Et il faut bien avouer que le travail d’adaptation a été de qualité. Cigalopin, Morvobec, Toumou : intégralement en français, chaque nom de yo-kai a fait l’objet d’une traduction méticuleuse et immédiatement évocatrice. J’ai également apprécié l’aspect culturel du titre qui fait découvrir au jeune public les us et coutumes propre à la civilisation japonaise, des temples shinto jusqu’à la mythologie japonaise sur les esprits yokai et les démons onis.

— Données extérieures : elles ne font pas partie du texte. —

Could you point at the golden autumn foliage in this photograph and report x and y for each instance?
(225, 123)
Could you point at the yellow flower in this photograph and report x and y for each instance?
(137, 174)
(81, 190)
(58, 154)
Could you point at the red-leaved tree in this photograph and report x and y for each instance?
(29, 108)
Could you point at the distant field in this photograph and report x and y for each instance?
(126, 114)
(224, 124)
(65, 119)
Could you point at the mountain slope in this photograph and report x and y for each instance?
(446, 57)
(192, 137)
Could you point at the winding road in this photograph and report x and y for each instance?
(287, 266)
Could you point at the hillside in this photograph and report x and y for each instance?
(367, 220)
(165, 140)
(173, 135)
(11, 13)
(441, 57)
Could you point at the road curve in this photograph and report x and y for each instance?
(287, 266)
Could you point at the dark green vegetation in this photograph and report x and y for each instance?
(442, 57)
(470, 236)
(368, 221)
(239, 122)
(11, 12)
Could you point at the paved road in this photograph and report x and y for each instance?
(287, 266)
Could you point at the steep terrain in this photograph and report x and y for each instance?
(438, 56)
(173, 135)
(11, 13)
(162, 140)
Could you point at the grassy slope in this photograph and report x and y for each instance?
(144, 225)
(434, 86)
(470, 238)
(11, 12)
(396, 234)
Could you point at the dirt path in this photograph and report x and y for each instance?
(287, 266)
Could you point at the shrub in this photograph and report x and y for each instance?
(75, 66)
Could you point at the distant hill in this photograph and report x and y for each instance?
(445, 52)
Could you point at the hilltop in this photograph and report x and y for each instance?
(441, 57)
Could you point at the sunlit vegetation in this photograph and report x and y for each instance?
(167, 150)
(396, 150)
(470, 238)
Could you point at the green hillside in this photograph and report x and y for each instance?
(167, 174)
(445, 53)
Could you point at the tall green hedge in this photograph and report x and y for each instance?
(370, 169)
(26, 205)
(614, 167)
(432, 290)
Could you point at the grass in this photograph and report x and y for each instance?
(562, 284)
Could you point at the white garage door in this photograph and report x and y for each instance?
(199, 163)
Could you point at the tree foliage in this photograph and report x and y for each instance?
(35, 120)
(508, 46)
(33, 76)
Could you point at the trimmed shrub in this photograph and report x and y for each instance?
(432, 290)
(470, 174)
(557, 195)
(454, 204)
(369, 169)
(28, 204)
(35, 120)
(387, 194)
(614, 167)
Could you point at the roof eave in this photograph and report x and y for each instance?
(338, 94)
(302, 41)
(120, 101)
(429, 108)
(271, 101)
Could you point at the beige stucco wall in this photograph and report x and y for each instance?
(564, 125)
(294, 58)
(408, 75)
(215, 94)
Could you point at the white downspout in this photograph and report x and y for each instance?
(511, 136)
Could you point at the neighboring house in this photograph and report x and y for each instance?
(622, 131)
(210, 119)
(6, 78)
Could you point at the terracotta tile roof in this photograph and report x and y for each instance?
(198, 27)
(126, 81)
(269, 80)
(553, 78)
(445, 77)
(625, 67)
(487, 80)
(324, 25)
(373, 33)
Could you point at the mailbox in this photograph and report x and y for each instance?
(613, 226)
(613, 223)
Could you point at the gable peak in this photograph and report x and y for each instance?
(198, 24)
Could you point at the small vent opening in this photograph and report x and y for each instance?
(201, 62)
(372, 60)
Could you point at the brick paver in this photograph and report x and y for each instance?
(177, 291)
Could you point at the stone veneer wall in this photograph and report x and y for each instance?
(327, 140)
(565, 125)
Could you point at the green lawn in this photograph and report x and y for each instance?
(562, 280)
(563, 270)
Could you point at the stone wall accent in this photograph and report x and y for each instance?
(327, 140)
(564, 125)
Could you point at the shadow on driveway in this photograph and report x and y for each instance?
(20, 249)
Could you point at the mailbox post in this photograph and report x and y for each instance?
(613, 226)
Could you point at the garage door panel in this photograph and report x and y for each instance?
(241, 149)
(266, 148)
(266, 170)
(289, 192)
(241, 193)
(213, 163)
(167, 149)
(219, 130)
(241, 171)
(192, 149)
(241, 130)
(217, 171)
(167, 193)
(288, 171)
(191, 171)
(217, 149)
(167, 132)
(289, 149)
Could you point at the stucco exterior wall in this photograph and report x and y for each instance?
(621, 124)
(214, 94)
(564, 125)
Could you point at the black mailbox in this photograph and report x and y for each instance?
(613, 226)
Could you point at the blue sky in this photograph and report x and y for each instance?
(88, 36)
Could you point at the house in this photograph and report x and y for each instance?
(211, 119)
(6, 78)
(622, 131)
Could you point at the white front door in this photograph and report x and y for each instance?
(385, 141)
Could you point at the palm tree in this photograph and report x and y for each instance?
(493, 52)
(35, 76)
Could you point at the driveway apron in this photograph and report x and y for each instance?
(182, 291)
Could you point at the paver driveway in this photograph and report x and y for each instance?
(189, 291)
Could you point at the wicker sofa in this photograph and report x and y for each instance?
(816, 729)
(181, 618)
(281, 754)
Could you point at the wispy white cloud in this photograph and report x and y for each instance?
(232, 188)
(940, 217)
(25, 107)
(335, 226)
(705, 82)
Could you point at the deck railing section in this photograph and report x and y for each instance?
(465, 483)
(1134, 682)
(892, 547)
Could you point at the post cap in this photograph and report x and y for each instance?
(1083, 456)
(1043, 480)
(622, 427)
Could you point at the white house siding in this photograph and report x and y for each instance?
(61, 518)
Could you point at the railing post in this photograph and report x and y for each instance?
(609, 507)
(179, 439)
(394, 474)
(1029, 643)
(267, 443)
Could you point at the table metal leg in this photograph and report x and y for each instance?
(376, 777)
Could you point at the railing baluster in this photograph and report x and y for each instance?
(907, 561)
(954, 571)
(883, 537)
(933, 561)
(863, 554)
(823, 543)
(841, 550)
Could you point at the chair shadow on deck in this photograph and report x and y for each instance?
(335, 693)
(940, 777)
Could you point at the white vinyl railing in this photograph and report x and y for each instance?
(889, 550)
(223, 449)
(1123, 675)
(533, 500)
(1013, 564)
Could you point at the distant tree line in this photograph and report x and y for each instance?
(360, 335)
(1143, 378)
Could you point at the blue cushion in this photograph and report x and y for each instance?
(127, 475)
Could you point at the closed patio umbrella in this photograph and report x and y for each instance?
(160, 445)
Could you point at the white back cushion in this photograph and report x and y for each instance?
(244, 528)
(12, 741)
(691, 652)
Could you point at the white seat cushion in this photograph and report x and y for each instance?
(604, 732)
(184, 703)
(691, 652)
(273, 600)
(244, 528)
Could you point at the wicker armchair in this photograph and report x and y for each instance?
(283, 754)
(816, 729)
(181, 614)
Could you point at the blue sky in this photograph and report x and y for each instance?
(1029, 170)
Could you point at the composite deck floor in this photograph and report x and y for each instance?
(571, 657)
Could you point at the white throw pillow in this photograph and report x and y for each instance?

Des combats parfois brouillons, où le joueur est très vite débordé par les actions à réaliser

Ce premier Yo-kai Watch n’est pourtant pas exempt de défaut. A commencer par son système de combats sous forme de roue : les combats se révèlent parfois assez brouillons et on est très vite débordé par le nombre d’actions à réaliser dans l’urgence. Maîtriser l’impact des affinités des Yokai se révèle également assez long à appréhender. Concernant les phases d’exploration, il est vraiment regrettable que le jeu ne propose aucune carte de la ville digne de ce nom ou de possibilité de se rendre à un point précis directement depuis la carte. Même si cela pousse à explorer et « à faire du grinding » de yo-kai, cela devient vite lassant de devoir emprunter sans cesse les mêmes allées. Mention spéciale tpour la bande son excellente du jeu qui fait ressortir en nous des émotions propres au monde de l’enfance comme l’insouciance, l’innocence et la joie de vivre.